Microsoft on target: 5 different hacking groups target the company’s email server, including a Chinese group
5 hacking groups have attacked the American tech company Microsoft’s email server. These groups also include a Chinese hacker. This information has been made in the ‘widespread domestic and international exploitation’ by the US government which can affect hundreds of victims around the world.
Microsoft has already told that China is targeting it with the help of Exchange Server software. In such a situation, the review report of MIT Technology has now said that at least four different hacking groups have attacked Microsoft’s email software.
Hackers took advantage of vulnerabilities
Katie Nickels, who led an intelligence team at the cyberspace firm Red Canary investigating the cyber attack, said in the report that there are at least 5 different clusters of activity that appear to exploit the vulnerabilities.
Microsoft said that CISA (Cyberspace and Infrastructure Security Agency) is working closely with other government agencies and security companies to ensure that we are providing the best service for our customers.

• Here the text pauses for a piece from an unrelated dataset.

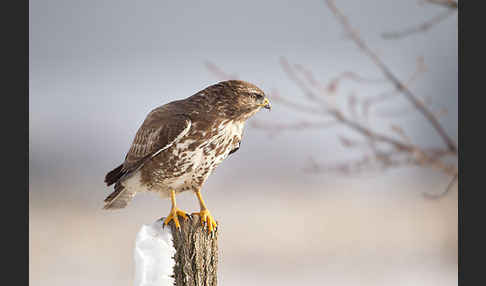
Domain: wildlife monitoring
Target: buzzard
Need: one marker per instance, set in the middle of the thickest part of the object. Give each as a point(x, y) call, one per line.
point(180, 143)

Large number of cyber attack victims
White House press secretary Jen Psaki said last week that there are a large number of victims who are working with our partners to understand the scope of this. She added that network owners also need to consider whether they have already been compromised and should take appropriate steps immediately.
According to an investigative report, at least 30,000 organizations in the US, including the government and commercial firms, have been tried to be hacked by hackers from China. They used Exchange Server software to enter Microsoft’s network.
Being targeted like this
The Microsoft Threat Intelligence Center (MSTIC) has discovered that Hafnium steals passwords before reaching an Exchange server. Second, it creates a web shell from which the server can be remotely controlled. Third, it uses remote access that runs on a US-based private server.
New security update released
The company has released a security update for Exchange Server to protect customers. These updates encourage all Exchange Server customers to implement them immediately. This is the eighth time in the last 12 months that Microsoft has publicly disclosed a group targeting civil society’s important institutions.